AUTHOR=Ma Xiao , Xie Shuying , Wang Ruilin , Wang Zhongxia , Jing Manyi , Li Haotian , Wei Shizhang , Liu Honghong , Li Jianyu , He Qingyong , Zhao Yanling TITLE=Metabolomics Profiles Associated with the Treatment of Zuojin Pill on Patients with Chronic Nonatrophic Gastritis JOURNAL=Frontiers in Pharmacology VOLUME=13 YEAR=2022 URL=https://www.frontiersin.org/journals/pharmacology/articles/10.3389/fphar.2022.898680 DOI=10.3389/fphar.2022.898680 ISSN=1663-9812 ABSTRACT=

Objective: Chronic nonatrophic gastritis (CNG) is the most common digestive disease. In China, Zuojin pill (ZJP) is considered an effective medicine formula for CNG. However, its efficacy and mechanism have never been explored. In order to understand how and why ZJP demonstrates therapeutic effect on CNG, a clinical trial was conducted. Metabolomics was used to explore its deep mechanism.

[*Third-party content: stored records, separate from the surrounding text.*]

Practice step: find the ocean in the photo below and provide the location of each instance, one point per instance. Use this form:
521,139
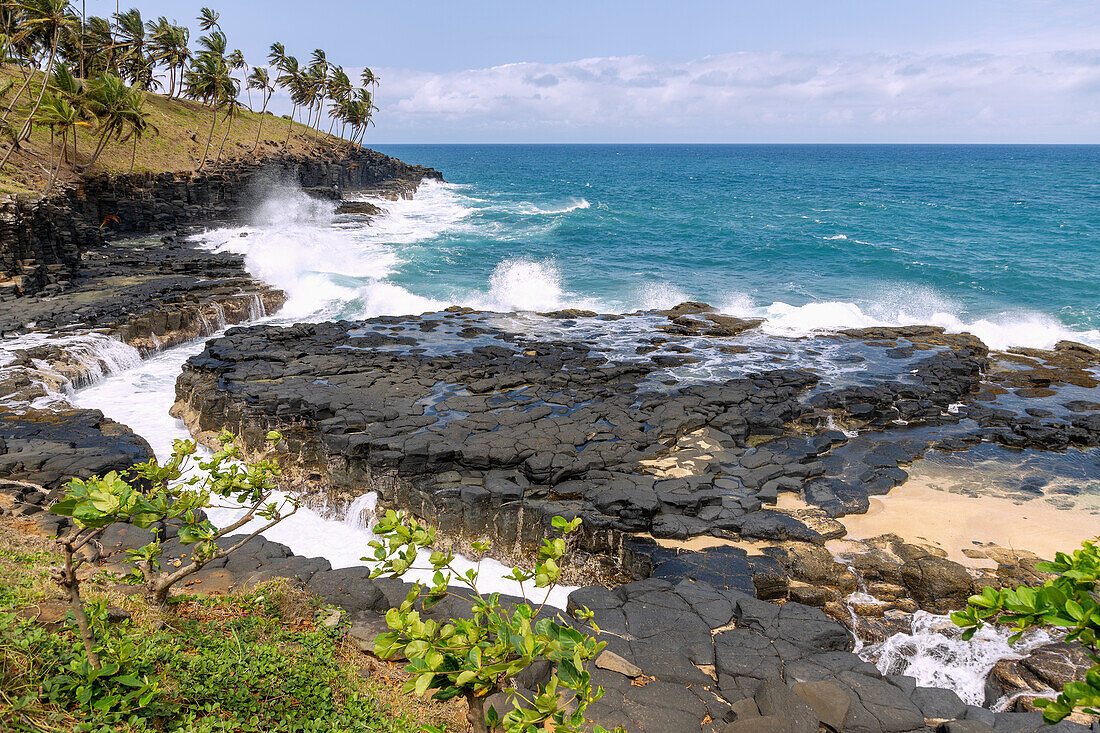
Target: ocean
1002,241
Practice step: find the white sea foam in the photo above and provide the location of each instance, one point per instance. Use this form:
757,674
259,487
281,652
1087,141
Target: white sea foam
534,209
523,284
141,397
328,271
659,295
1000,331
935,654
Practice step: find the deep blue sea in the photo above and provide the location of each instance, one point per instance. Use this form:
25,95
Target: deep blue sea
1003,241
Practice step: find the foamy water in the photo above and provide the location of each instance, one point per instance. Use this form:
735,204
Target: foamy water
593,232
438,249
935,655
141,397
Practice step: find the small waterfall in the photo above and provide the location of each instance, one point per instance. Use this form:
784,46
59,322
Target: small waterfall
256,309
220,313
360,514
98,356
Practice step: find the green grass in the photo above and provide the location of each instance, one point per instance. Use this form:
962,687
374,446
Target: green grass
256,662
182,126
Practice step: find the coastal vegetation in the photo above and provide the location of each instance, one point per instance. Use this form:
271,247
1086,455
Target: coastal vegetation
270,659
103,671
481,656
83,95
1067,602
257,660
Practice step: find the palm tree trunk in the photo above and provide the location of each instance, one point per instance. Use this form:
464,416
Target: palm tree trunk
18,95
206,150
50,182
45,83
289,127
99,148
260,128
62,157
30,118
224,137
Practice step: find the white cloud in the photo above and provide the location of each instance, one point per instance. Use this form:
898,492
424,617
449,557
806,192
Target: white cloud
967,97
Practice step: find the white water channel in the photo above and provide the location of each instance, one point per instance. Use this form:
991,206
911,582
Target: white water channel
141,397
140,394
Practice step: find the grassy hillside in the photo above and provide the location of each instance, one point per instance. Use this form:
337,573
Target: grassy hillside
183,128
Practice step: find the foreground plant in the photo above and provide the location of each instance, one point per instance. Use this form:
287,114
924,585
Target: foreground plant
150,493
480,656
1068,601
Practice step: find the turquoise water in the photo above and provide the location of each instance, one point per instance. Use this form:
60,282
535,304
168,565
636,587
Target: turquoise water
1000,240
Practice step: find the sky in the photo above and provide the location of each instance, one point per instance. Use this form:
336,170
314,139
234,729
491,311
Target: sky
620,70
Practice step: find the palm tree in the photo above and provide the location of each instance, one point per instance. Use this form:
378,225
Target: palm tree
215,44
168,43
208,19
70,89
120,111
208,79
339,90
48,19
58,115
288,77
359,111
315,84
232,109
261,80
135,62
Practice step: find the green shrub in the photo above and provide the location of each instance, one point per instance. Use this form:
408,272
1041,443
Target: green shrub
1068,601
477,657
149,493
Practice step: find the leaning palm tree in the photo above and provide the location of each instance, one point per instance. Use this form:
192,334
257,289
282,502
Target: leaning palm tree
288,77
168,44
209,80
135,64
136,120
72,90
119,110
338,89
261,81
57,115
232,106
48,19
316,84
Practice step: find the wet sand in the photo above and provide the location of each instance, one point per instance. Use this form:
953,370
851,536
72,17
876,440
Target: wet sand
917,512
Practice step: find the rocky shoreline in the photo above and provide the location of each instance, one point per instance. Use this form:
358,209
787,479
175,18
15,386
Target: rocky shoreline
713,465
488,425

Methods: A total of 14 patients with CNG were recruited from October 2020 to March 2021 (ChiCTR2000040549). The endoscopy and histopathological changes were evaluated as efficacy. Serum samples were prepared and detected by performing widely targeted metabolome using UPLC. Multivariate statistical analysis was conducted to identify potential differential metabolites and signaling pathways. Last, the signal-related inflammatory factors containing COX-2, IL-4, and IL-17 were confirmed via immunohistochemical staining and enzyme-linked immunosorbent assay.

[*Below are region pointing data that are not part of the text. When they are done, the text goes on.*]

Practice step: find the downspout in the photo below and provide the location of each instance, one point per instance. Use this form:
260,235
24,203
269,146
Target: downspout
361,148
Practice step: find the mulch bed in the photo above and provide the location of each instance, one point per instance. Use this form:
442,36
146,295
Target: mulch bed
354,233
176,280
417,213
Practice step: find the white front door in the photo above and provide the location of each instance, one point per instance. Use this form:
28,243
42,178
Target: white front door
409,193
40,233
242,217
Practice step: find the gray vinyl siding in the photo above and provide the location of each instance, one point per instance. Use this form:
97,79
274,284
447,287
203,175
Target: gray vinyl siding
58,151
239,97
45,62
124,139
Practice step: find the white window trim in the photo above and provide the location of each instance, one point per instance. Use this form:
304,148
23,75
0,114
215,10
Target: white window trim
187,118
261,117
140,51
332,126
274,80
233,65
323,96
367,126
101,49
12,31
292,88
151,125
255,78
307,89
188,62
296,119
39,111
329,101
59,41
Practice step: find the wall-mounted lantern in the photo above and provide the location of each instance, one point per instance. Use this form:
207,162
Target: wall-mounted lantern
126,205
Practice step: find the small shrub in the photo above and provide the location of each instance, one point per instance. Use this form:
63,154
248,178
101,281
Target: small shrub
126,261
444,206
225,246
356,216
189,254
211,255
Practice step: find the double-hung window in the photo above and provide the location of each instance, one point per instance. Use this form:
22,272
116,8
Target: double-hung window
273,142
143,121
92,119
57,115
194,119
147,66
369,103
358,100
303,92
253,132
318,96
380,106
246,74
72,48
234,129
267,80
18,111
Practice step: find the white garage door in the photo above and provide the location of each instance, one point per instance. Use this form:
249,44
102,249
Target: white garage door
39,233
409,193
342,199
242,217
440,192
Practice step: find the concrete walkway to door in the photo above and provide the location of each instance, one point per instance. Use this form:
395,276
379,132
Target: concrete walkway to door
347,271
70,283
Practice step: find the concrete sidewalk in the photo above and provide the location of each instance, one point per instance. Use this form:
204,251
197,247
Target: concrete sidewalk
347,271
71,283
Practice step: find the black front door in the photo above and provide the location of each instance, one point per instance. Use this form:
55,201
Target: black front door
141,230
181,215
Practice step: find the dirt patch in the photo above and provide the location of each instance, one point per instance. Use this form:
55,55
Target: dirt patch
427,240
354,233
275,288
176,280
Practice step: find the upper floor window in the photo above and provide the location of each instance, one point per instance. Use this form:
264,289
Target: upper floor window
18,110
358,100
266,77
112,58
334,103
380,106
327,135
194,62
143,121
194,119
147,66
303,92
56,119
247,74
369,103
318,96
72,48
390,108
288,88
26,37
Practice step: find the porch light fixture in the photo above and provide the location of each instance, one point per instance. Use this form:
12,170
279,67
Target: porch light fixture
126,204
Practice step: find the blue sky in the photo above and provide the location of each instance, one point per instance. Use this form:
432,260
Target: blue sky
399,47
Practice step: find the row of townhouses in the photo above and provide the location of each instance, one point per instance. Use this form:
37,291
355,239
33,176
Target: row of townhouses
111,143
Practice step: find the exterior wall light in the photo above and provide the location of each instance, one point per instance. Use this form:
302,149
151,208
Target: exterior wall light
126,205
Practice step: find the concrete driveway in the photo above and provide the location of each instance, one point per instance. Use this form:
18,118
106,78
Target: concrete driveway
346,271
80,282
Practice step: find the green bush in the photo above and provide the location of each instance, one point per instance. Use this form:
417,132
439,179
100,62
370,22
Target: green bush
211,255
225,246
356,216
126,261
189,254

Results: ZJP was able to alleviate several indexes of mucosal injury under endoscopy and histology. Erosion and bile reflux, but not red plaques and hemorrhage, were downregulated by ZJP. In addition, it could remarkably alleviate active chronic inflammation. A total of 14 potential metabolites, namely, hypoxanthine, adipic acid, D-ribono-1,4-lactone, L-sepiapterin, imidazoleacetic acid, sebacate, ADP-ribose, 4-hydroxybenzyl alcohol, 11,12-EET, 15-OxoETE, 12-OxoETE, (±)8-HETE, glycyrrhizinate, and DL-aminopimelic acid, were discriminated by metabolomics. Moreover, certain amino acid metabolism got significance during the disease progress and treatment. The related inflammatory factors including COX-2, IL-4, and IL-17 were inhibited by ZJP in both mucosa and serum.

Conclusion: All these results indicated that ZJP partially acts as an inflammatory suppressor to regulate comprehensive metabolism disorders. This might be an important mechanism of ZJP in the treatment of CNG.